El Senado de la República rechazó el llamado «proyecto de la depreciación acelerada», presentado por el ministro de Hacienda al parlamento. Que no haya dado lugar al trámite «civilizado» de la idea no es grave –se discutirá en las comisiones respectivas de las cámaras; lo grave es que acompañaron a la oposición algunos senadores de «primera plana» del pacto –la Concertación– que gobierna el país.

De manera muy simple, la depreciación acelerada conforma una serie de medidas y normas que permiten a las empresas –digámoslo así– dar por perdido –depreciar– el valor de sus bienes de capital en plazos más breves que los estimados habitualmente, lo que conformará un nada despreciable «plus» (bonus track?) a la capacidad de inversión de las empresas.

Se parte de la idea de que los tratados de libre comercio –que se firman en este país con la velocidad de un niño devorando galletas dulces– exigirán de un aumento de las actividades productivas y la modernización de su parque tecnológico. Y, porque la tecnología es cara, se quiere estimularlas permitiéndoles la depreciación acelerada de esas adquisiciones.

Ahora bien. No está probado que la suma de te-ele-cés firmados signifiquen un aceleramiento de la actividad industrial. Chile continúa exportando poco valor agregado –por ejemplo el envase vistoso de sus salmones envenenados, el «packaging» de frutas y verduras a costa de la humillación de las trabajadoras y trabajadores «temporeros»–.

El proyecto de ley supone una suerte de mini «boom» productivo, y como la maquinaria de última genracion y la novísima tecnología son caras en el mercado internacional, se trata de favorecer la creación de empleo y darle un empujón al crecimiento de la economía, considerando que son las grandes empresas locales las que necesitarán de esas máquinas, robots y «software» operativo.

Las pequeñas y medianas empresas a lo sumo cambiarán su computadora, la camioneta de reparto, el tractor, el color del celular. Pero, en su pequeña y despreciable condición, ellas también se verán favorecidas por la depreciación acelerada. Menos, claro, puesto que el beneficio será mayor para quienes más inviertan. No es lo mismo depreciar aceleradamente una máquina para hacer tallarines que una avioneta para proteger los lindes del fundo.

La justificación no hace más que constatar un hecho: los únicos empresarios que pueden endeudarse adquiriendo estos «motores» –activos fijos– para la producción son los grandes. Como lo saben cientos o miles de pequeños emprendedores –o personas que quisieran jugar en «este lado» del capitalismo–, los créditos de la banca para ellos tienen condiciones e intereses leoninos.
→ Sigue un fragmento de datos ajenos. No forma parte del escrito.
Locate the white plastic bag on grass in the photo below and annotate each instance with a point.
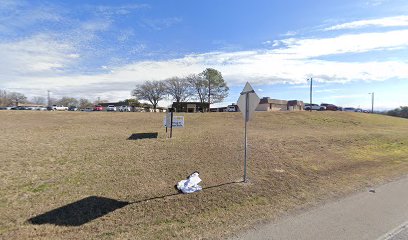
(190, 185)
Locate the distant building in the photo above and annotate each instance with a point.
(191, 107)
(268, 104)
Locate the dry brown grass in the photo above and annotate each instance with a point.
(297, 159)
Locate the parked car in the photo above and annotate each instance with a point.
(98, 108)
(111, 108)
(348, 109)
(124, 108)
(59, 108)
(316, 107)
(18, 108)
(332, 107)
(72, 108)
(231, 108)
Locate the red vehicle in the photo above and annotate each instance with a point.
(332, 107)
(98, 108)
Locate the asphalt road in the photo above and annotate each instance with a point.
(365, 215)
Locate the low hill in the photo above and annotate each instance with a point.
(77, 175)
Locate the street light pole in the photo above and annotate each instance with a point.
(311, 91)
(372, 102)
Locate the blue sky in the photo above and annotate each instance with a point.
(104, 48)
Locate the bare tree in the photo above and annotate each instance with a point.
(38, 100)
(84, 103)
(4, 101)
(178, 88)
(67, 101)
(152, 91)
(217, 88)
(17, 97)
(200, 86)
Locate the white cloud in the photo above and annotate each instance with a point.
(41, 63)
(160, 23)
(395, 21)
(375, 3)
(348, 43)
(40, 54)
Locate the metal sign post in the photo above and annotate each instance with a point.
(171, 121)
(247, 103)
(171, 124)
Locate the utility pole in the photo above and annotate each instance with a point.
(209, 94)
(372, 102)
(311, 92)
(49, 98)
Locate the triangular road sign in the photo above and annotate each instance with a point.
(253, 101)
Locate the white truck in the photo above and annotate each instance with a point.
(59, 108)
(317, 107)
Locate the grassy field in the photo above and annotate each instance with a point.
(75, 175)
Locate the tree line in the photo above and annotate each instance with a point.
(16, 99)
(207, 86)
(399, 112)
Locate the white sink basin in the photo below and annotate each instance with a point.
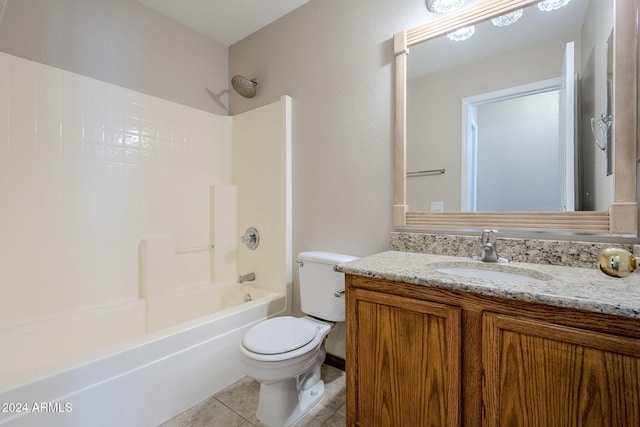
(501, 273)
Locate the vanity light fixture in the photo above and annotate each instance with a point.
(462, 34)
(507, 19)
(444, 6)
(549, 5)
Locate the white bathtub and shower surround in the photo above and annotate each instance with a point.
(89, 170)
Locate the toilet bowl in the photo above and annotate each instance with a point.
(285, 354)
(287, 366)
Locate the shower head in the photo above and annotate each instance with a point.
(244, 86)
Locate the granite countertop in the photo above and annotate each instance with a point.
(573, 287)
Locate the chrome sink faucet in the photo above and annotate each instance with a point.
(488, 250)
(247, 277)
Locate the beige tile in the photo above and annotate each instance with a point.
(210, 413)
(242, 397)
(236, 406)
(334, 386)
(315, 417)
(336, 420)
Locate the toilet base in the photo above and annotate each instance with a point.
(281, 404)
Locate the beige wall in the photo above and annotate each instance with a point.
(335, 59)
(119, 42)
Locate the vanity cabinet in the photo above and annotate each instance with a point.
(541, 374)
(407, 357)
(422, 356)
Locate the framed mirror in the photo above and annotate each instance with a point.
(445, 181)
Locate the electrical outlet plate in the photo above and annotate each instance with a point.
(437, 206)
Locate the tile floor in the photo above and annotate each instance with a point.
(236, 406)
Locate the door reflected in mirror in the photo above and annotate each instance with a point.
(507, 114)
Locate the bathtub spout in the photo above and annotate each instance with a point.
(246, 277)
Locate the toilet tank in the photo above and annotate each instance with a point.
(319, 283)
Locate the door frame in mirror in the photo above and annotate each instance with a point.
(622, 217)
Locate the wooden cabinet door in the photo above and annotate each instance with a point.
(403, 361)
(540, 374)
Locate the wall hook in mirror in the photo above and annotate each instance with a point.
(251, 238)
(603, 124)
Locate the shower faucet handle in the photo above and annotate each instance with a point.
(251, 238)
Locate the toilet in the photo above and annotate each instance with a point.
(284, 354)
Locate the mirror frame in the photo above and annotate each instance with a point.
(622, 217)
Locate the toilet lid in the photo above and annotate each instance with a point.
(279, 335)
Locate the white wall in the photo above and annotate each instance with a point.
(120, 42)
(88, 169)
(519, 164)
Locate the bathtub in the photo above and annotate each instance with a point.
(141, 381)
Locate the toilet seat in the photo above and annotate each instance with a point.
(279, 335)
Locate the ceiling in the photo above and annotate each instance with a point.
(534, 27)
(225, 21)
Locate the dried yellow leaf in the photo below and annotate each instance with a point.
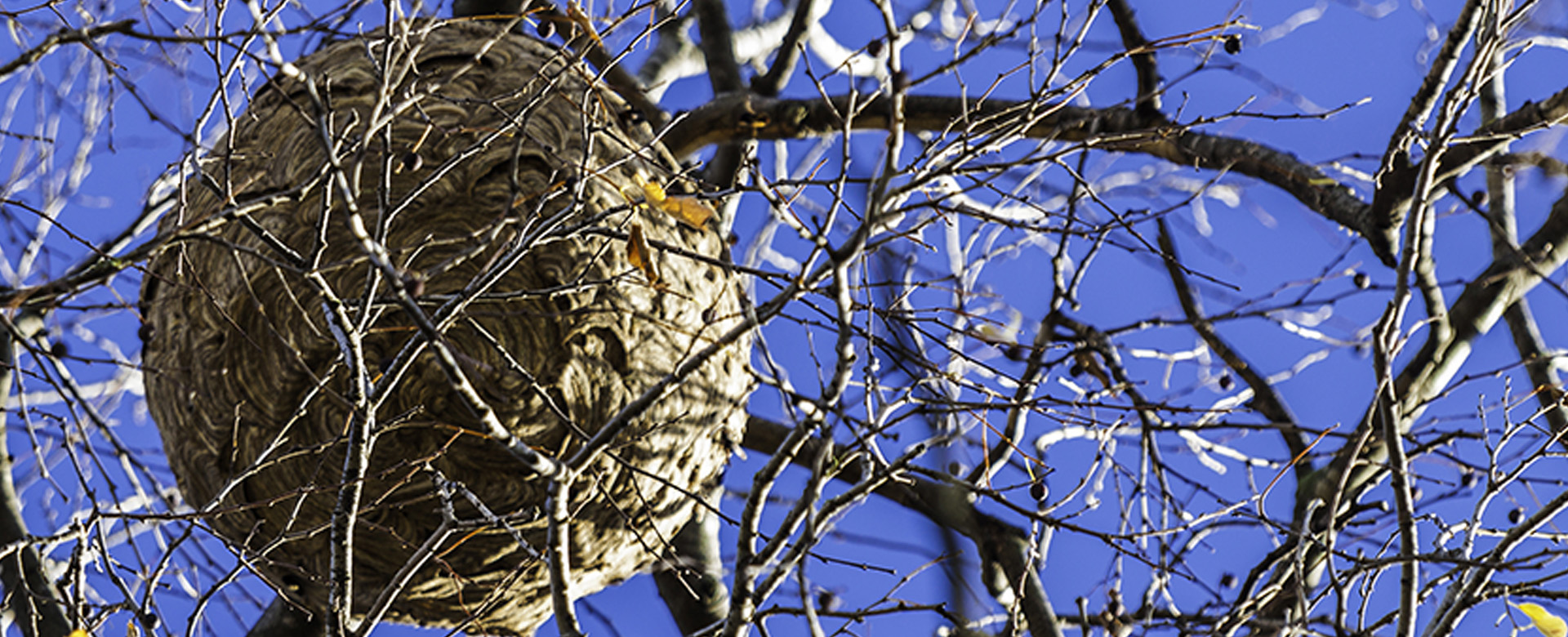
(639, 255)
(688, 211)
(1549, 625)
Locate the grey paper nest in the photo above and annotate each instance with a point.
(504, 184)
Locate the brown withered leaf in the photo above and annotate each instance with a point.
(639, 255)
(688, 211)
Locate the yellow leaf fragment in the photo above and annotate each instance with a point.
(1549, 625)
(651, 190)
(639, 255)
(688, 211)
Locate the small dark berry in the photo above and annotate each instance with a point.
(412, 162)
(828, 601)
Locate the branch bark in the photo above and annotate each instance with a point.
(996, 540)
(29, 594)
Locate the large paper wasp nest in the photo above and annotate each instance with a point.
(516, 201)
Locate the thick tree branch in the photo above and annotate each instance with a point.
(741, 117)
(1143, 61)
(1356, 468)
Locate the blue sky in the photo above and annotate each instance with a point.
(1259, 247)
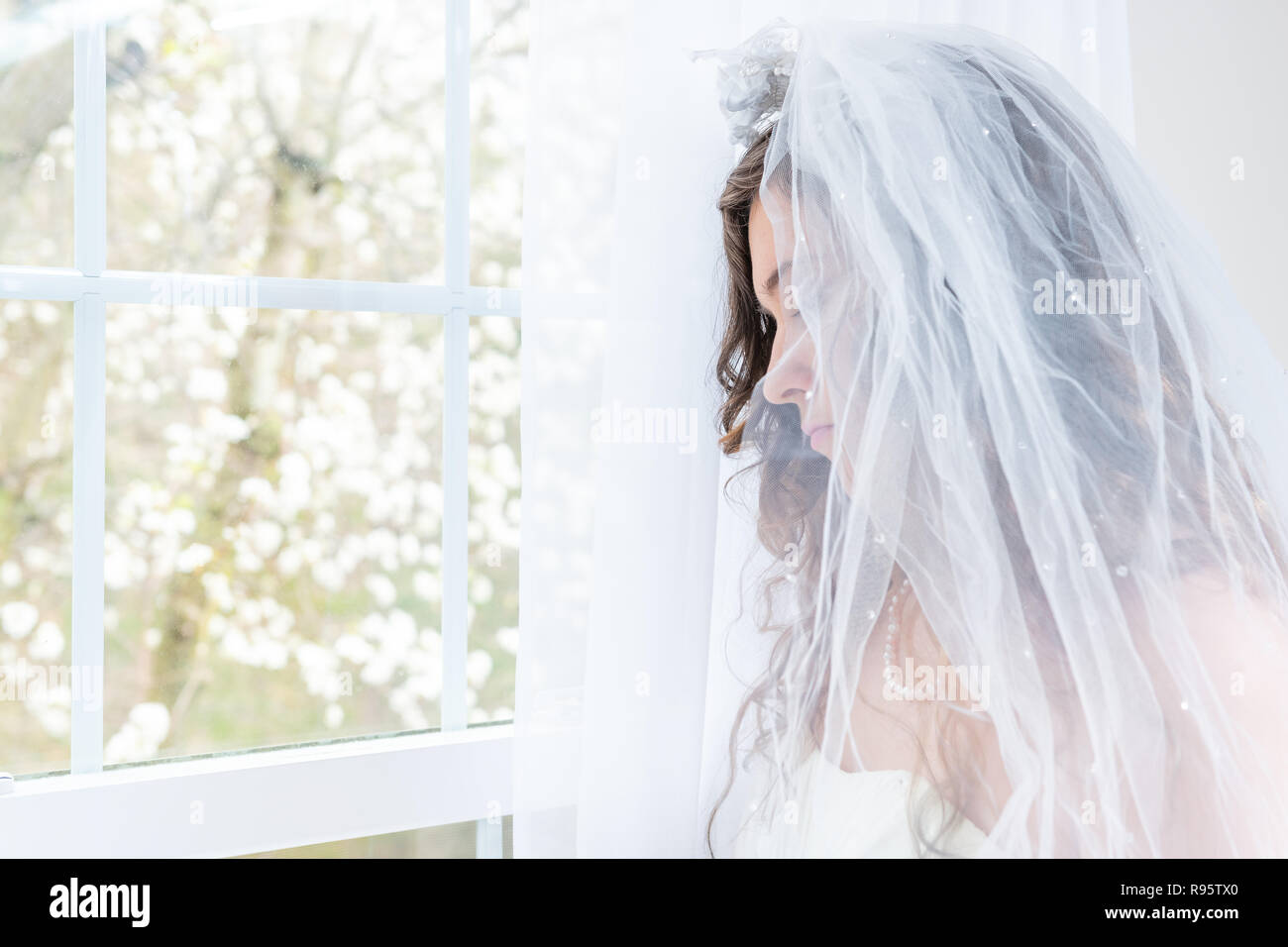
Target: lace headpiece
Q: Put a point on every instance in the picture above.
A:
(754, 78)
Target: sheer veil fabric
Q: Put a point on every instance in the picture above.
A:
(1051, 436)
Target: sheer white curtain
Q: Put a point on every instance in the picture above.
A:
(631, 567)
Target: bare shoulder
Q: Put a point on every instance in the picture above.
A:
(1243, 644)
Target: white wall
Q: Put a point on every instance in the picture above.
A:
(1210, 80)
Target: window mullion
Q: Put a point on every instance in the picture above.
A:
(89, 398)
(456, 354)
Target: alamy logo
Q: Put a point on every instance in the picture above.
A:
(102, 900)
(626, 424)
(1072, 296)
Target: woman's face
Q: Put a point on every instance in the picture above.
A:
(793, 376)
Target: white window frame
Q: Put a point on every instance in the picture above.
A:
(281, 797)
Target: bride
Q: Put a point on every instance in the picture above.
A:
(1018, 462)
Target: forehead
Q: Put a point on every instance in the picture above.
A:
(761, 241)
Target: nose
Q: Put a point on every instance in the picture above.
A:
(790, 376)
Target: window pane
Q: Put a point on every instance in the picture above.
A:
(278, 140)
(35, 535)
(456, 840)
(498, 75)
(273, 527)
(37, 137)
(493, 530)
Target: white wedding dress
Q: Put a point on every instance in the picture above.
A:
(863, 814)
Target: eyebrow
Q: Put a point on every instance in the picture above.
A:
(772, 281)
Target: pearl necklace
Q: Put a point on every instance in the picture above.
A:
(890, 655)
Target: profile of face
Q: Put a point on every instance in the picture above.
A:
(794, 375)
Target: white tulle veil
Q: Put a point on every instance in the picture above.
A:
(1054, 431)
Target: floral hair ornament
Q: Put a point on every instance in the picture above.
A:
(754, 77)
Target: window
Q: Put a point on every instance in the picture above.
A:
(259, 442)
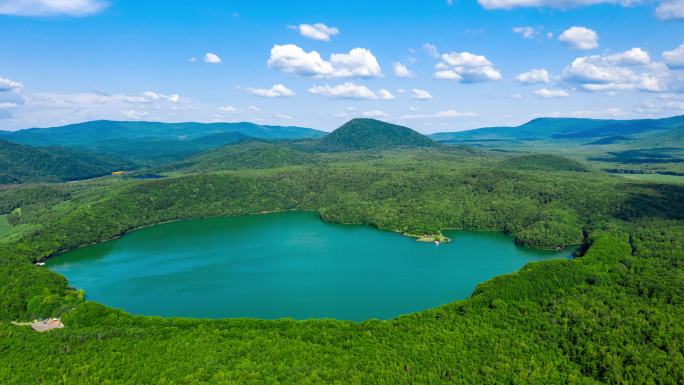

Que aporten el 75% del empleo del país es secundario.

Lo cierto es que la economía chilena carece de una política de estímulos, asesoría, tributos, en fin, que permita al sector pequeño y mediano un desenvolvimiento razonable. La guagua regalona del Estado –o de quienes operan como sus «representantes»– ha sido y es la gran empresa –y si es de capitales extranjeros mejor, como lo prueba la actividad en el rubro minería–.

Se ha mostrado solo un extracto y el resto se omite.